The second model of delivery is nursing home employment of its own palliative care team and training in palliative care knowledge and skills of its own front-line staff. This is an increasingly popular model with many advantages as daily contact between clinicians and nursing home residents helps to promote care that is based on a keen understanding of the patient’s goals and preferences, as well as timely response to clinical changes. Examples of this model include the Comfort Matters approach developed in Phoenix, AZ and the practices of the Green House and Eden Alternative nursing home models. This model requires resources to invest in staff training and hiring of (scarce) specialist level palliative care professionals.
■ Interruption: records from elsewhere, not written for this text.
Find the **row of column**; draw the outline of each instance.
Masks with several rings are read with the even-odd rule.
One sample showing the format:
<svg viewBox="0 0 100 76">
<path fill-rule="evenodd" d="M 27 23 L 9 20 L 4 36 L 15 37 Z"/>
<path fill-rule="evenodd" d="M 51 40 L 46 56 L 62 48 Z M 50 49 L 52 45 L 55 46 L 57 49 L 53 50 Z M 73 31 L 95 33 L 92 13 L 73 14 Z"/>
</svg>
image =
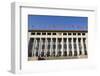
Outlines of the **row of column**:
<svg viewBox="0 0 100 76">
<path fill-rule="evenodd" d="M 28 56 L 87 55 L 86 38 L 30 38 Z"/>
</svg>

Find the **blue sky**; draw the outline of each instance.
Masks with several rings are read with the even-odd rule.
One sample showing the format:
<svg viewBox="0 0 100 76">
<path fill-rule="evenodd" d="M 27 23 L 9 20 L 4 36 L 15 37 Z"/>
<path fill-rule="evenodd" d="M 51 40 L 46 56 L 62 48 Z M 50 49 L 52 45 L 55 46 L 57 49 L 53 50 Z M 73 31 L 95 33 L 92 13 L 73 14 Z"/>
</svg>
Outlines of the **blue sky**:
<svg viewBox="0 0 100 76">
<path fill-rule="evenodd" d="M 87 30 L 88 17 L 28 15 L 29 30 Z"/>
</svg>

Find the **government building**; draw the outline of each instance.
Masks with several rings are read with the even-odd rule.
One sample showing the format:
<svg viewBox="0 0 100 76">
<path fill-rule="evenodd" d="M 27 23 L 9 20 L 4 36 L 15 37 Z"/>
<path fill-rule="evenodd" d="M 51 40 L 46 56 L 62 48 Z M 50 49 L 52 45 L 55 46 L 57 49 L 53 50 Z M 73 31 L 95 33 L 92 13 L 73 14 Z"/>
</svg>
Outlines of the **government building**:
<svg viewBox="0 0 100 76">
<path fill-rule="evenodd" d="M 54 27 L 54 26 L 52 26 Z M 28 60 L 87 58 L 87 28 L 73 25 L 70 29 L 28 30 Z"/>
</svg>

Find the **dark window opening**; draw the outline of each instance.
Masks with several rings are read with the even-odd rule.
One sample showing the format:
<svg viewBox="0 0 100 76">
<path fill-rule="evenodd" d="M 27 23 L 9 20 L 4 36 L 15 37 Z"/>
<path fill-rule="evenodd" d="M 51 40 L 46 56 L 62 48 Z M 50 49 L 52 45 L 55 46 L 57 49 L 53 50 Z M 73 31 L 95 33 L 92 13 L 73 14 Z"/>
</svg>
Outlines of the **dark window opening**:
<svg viewBox="0 0 100 76">
<path fill-rule="evenodd" d="M 51 33 L 47 33 L 47 35 L 51 35 Z"/>
<path fill-rule="evenodd" d="M 82 35 L 85 35 L 85 33 L 82 33 Z"/>
<path fill-rule="evenodd" d="M 73 35 L 76 35 L 76 33 L 73 33 Z"/>
<path fill-rule="evenodd" d="M 45 33 L 45 32 L 43 32 L 43 33 L 42 33 L 42 35 L 46 35 L 46 33 Z"/>
<path fill-rule="evenodd" d="M 68 33 L 68 35 L 71 35 L 71 33 Z"/>
<path fill-rule="evenodd" d="M 31 35 L 35 35 L 35 32 L 32 32 Z"/>
<path fill-rule="evenodd" d="M 78 35 L 81 35 L 81 33 L 78 33 Z"/>
<path fill-rule="evenodd" d="M 41 33 L 38 32 L 37 35 L 41 35 Z"/>
</svg>

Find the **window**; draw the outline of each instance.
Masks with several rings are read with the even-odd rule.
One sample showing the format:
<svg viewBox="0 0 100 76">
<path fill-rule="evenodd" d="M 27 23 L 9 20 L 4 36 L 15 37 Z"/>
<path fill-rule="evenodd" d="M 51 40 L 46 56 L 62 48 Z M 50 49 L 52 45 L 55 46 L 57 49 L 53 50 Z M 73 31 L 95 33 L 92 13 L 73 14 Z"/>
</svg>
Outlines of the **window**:
<svg viewBox="0 0 100 76">
<path fill-rule="evenodd" d="M 53 35 L 56 35 L 56 33 L 53 33 Z"/>
<path fill-rule="evenodd" d="M 47 33 L 47 35 L 51 35 L 51 33 Z"/>
<path fill-rule="evenodd" d="M 82 33 L 82 35 L 85 35 L 85 33 Z"/>
<path fill-rule="evenodd" d="M 41 35 L 41 33 L 37 32 L 37 35 Z"/>
<path fill-rule="evenodd" d="M 35 32 L 32 32 L 31 35 L 35 35 Z"/>
<path fill-rule="evenodd" d="M 42 35 L 46 35 L 46 32 L 43 32 Z"/>
<path fill-rule="evenodd" d="M 63 35 L 67 35 L 67 33 L 63 33 Z"/>
</svg>

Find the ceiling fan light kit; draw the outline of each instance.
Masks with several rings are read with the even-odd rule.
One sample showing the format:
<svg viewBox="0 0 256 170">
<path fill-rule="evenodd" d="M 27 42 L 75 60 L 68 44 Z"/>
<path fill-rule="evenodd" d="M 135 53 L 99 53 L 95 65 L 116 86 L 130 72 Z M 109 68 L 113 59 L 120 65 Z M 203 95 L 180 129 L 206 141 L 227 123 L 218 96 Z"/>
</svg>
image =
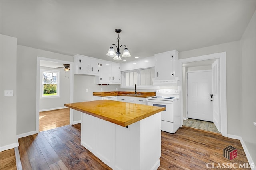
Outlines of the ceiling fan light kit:
<svg viewBox="0 0 256 170">
<path fill-rule="evenodd" d="M 63 64 L 64 67 L 56 67 L 56 68 L 52 68 L 52 69 L 64 68 L 64 70 L 65 71 L 68 71 L 70 70 L 70 64 Z"/>
<path fill-rule="evenodd" d="M 115 31 L 118 33 L 117 45 L 115 44 L 112 44 L 112 45 L 111 45 L 111 47 L 110 47 L 110 48 L 108 50 L 108 51 L 107 53 L 107 55 L 109 57 L 114 57 L 113 59 L 115 60 L 122 60 L 122 59 L 120 57 L 120 54 L 121 54 L 121 53 L 120 52 L 120 49 L 122 46 L 124 46 L 125 47 L 124 48 L 124 50 L 123 55 L 122 55 L 122 57 L 131 57 L 132 55 L 130 54 L 128 49 L 125 45 L 122 45 L 119 47 L 119 33 L 122 31 L 122 30 L 121 29 L 115 29 Z M 116 53 L 115 52 L 115 50 L 113 47 L 113 45 L 114 45 L 116 47 L 116 49 L 117 49 Z"/>
</svg>

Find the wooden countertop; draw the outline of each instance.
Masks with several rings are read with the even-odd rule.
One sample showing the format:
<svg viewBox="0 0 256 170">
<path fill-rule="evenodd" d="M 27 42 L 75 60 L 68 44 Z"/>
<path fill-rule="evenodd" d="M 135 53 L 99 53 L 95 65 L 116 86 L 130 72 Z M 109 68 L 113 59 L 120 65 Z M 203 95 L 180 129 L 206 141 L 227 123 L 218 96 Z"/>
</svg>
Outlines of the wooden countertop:
<svg viewBox="0 0 256 170">
<path fill-rule="evenodd" d="M 137 92 L 137 95 L 132 95 L 135 94 L 134 92 L 112 91 L 112 92 L 94 92 L 92 96 L 100 97 L 112 96 L 124 96 L 137 97 L 140 98 L 148 98 L 156 96 L 155 92 Z M 130 94 L 130 95 L 129 94 Z"/>
<path fill-rule="evenodd" d="M 73 103 L 64 106 L 124 127 L 165 109 L 160 107 L 110 100 Z"/>
</svg>

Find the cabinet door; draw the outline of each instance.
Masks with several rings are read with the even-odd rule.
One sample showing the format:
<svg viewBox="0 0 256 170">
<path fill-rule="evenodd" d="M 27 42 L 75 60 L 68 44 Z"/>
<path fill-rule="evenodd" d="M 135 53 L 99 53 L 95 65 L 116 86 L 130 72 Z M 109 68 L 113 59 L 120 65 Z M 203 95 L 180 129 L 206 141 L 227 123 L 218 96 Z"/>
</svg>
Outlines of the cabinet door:
<svg viewBox="0 0 256 170">
<path fill-rule="evenodd" d="M 101 83 L 111 83 L 112 76 L 111 63 L 107 61 L 102 61 L 101 70 L 100 82 Z"/>
<path fill-rule="evenodd" d="M 155 55 L 155 78 L 156 80 L 175 79 L 175 66 L 178 52 L 171 51 Z"/>
<path fill-rule="evenodd" d="M 156 80 L 169 80 L 171 77 L 171 57 L 169 55 L 158 55 L 155 56 L 155 78 Z"/>
<path fill-rule="evenodd" d="M 98 60 L 91 59 L 91 65 L 90 68 L 90 72 L 94 75 L 100 75 L 100 61 Z"/>
<path fill-rule="evenodd" d="M 77 69 L 78 74 L 84 74 L 89 72 L 89 68 L 90 67 L 90 60 L 88 58 L 84 56 L 78 56 L 76 61 L 77 62 Z"/>
<path fill-rule="evenodd" d="M 120 64 L 112 63 L 112 83 L 120 83 L 121 82 L 121 71 Z"/>
</svg>

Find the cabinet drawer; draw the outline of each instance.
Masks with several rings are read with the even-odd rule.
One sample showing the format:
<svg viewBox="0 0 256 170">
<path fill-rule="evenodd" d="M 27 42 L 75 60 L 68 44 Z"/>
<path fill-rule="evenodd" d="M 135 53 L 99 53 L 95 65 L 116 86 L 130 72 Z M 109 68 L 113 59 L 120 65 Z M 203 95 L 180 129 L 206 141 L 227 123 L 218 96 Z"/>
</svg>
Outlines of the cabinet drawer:
<svg viewBox="0 0 256 170">
<path fill-rule="evenodd" d="M 127 98 L 126 96 L 117 96 L 118 101 L 128 102 L 128 98 Z"/>
<path fill-rule="evenodd" d="M 136 97 L 129 97 L 128 101 L 130 103 L 137 103 L 137 98 Z"/>
<path fill-rule="evenodd" d="M 144 98 L 138 98 L 137 103 L 139 104 L 146 104 L 146 100 Z"/>
</svg>

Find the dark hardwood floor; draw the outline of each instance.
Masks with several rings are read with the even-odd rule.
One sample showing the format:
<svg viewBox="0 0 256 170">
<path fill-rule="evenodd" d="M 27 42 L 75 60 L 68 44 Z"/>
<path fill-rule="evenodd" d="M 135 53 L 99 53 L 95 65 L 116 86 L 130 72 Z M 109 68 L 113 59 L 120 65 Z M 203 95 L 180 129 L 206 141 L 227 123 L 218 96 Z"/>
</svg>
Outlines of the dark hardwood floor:
<svg viewBox="0 0 256 170">
<path fill-rule="evenodd" d="M 23 169 L 111 169 L 80 145 L 80 124 L 68 125 L 19 139 Z M 232 160 L 223 156 L 223 149 L 230 145 L 238 150 Z M 239 140 L 189 127 L 174 134 L 162 131 L 160 160 L 160 170 L 205 170 L 208 163 L 216 166 L 248 162 Z"/>
</svg>

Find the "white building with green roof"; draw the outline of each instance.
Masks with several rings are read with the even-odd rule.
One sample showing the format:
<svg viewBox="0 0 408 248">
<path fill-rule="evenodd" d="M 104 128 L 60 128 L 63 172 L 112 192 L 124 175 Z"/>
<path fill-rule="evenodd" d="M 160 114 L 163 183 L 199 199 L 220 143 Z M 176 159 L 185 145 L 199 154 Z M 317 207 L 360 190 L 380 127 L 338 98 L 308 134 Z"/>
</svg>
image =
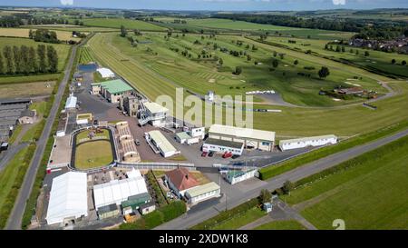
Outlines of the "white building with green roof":
<svg viewBox="0 0 408 248">
<path fill-rule="evenodd" d="M 121 79 L 109 80 L 92 84 L 92 93 L 99 93 L 111 103 L 119 103 L 120 98 L 131 95 L 133 88 Z"/>
</svg>

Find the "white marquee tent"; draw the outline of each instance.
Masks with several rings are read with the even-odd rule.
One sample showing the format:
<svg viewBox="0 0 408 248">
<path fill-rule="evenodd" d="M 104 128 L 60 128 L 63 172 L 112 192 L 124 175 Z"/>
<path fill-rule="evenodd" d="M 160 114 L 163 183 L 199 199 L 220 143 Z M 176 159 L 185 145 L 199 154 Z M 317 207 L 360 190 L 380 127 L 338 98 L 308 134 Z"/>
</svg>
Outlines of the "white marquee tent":
<svg viewBox="0 0 408 248">
<path fill-rule="evenodd" d="M 45 218 L 48 224 L 83 215 L 88 215 L 86 174 L 68 172 L 53 178 Z"/>
<path fill-rule="evenodd" d="M 95 208 L 98 209 L 112 203 L 120 205 L 121 202 L 128 200 L 129 196 L 148 193 L 143 177 L 137 174 L 138 173 L 135 172 L 129 178 L 112 180 L 109 183 L 93 186 Z"/>
</svg>

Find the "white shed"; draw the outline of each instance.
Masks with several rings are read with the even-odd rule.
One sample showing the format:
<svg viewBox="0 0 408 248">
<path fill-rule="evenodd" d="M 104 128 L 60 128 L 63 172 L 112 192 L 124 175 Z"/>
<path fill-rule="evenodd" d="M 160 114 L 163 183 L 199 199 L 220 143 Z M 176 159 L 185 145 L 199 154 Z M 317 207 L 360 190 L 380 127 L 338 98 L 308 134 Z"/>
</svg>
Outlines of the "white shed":
<svg viewBox="0 0 408 248">
<path fill-rule="evenodd" d="M 279 148 L 282 151 L 304 148 L 307 146 L 320 146 L 325 144 L 335 144 L 337 143 L 337 136 L 334 134 L 305 137 L 298 139 L 281 140 Z"/>
<path fill-rule="evenodd" d="M 53 179 L 48 203 L 48 224 L 88 216 L 86 173 L 69 172 Z"/>
</svg>

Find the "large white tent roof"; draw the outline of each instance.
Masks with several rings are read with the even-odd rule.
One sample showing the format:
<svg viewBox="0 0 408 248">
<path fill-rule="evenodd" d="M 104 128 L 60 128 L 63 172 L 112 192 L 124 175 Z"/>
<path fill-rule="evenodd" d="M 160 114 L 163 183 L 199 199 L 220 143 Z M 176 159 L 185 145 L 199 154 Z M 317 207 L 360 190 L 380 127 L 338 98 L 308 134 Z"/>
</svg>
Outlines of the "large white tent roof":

The third model involves partnerships between hospice agencies and nursing homes in the same communities. This practice has increased rapidly in the last 10 years, and has raised some concerns about use of a benefit meant for the dying for residents with uncertain prognoses who “fail to die on time” and place the hospice at risk of government accusations of fraud and abuse. Studies show that nursing homes with higher hospice penetration tend also to have better palliative care practices (such as access to opioid analgesics) for all residents, whether on hospice or not.  This is presumably related to greater staff awareness of techniques for pain and symptom management, as well as addressing emotional and spiritual needs. 

Unfortunately, widespread adoption of palliative care faces significant barriers that must be overcome. These include regulatory hurdles created by quality measures for nursing homes – in which the emphasis is on data that proves the nursing home’s ability to rehabilitate residents rather than provide comfort and quality of life for the terminally ill. Meanwhile economic incentives in long-term care reimbursement levels promote frequent hospitalizations. Residents returning from a hospitalization of three days or more are eligible for the more generous Skilled Medicare Benefit. Medicare policies also delay hospice referrals for dying residents, as the Skilled Medicare Benefit pays for a resident’s room and board in the facility, while the Medicare Hospice Benefit does not.

Another significant barrier to adoption of palliative care in nursing homes is the lack of training among all clinicians in addition to inadequate staffing levels in most facilities. Nursing homes are typically under resourced, understaffed and experience high turnover because the work is difficult, poorly paid, lacks a career ladder, and requires demanding paperwork and regulatory compliance. There is also a chronic shortage of staff with any palliative care training, resulting in failures to assess and manage common symptoms such as pain and shortness of breath.

There is little room for argument that the solution to providing higher quality care in nursing homes is greater integration of quality palliative care for a patient population for whom this care should be the standard of practice. Policy and regulatory change and willingness to invest in quality care will be required to make access a reality for our most vulnerable elderly patients.